The NDP brushed off any suggestion Friday that Lewenza's absence signals dwindling support from the auto workers union.
The plant is building hundreds of subway and streetcar wagons meant for Toronto, a contract Bombardier has said will lead to thousands of new jobs.
Horwath said the plant is proof Buy Ontario efforts work, and condemned the Liberals for allowing another transit contract to leave the province.
Metrolinx, a provincial agency, recently awarded a $120-million contract to refurbish GO Transit trains to a Quebec company.
Ontario Northland, a company based in North Bay — where Horwath was headed later Friday — made a bid $2.1 million higher.
The Ontario Chamber of Commerce has said it supports a stronger Buy Ontario system.
If elected, Horwath is promising to create a northern Ontario committee at the legislature, made up solely of members from the north, which would investigate issues such as forestry, energy and mining and make recommendations to the government. All legislation affecting northern Ontario would be referred to that committee for review, which will ensure northerners have a say.
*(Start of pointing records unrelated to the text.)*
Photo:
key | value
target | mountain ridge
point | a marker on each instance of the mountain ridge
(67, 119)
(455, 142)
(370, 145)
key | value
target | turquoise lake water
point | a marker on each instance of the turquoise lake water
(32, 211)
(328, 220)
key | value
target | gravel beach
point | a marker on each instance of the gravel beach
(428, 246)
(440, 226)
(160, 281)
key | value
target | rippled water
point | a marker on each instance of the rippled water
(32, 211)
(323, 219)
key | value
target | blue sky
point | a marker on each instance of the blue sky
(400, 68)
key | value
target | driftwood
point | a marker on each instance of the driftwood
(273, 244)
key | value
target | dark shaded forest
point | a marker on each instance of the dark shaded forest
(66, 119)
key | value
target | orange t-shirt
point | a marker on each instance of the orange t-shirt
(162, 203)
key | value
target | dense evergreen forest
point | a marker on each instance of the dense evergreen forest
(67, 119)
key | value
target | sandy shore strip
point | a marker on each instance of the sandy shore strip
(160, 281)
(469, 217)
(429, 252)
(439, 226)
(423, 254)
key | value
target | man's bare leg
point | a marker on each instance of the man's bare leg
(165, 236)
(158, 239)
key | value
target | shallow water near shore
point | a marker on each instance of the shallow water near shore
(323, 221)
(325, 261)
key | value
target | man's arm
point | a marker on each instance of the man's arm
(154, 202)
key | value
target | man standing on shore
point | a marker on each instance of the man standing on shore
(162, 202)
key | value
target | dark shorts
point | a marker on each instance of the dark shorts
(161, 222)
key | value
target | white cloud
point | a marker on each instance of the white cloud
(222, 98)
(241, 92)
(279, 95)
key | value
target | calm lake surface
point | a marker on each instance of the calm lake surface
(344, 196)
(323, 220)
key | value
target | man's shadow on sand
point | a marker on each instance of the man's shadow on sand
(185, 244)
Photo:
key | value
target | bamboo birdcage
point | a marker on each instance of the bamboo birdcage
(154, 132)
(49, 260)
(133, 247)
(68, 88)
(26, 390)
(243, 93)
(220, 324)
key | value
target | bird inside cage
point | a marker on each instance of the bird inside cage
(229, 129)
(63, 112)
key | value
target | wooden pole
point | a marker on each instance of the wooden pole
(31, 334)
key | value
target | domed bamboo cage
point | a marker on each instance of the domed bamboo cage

The NDP also wants to make industrial hydro rates more competitive by expanding a program that allows companies to shift operations to lower peak times, reducing hydro costs. Smaller mines and sawmills would also be allowed to join the program.
They would also spend $300 million over three years to extend a northern Ontario industrial electricity rate program, set to expire in 2013, all in exchange for job guarantees.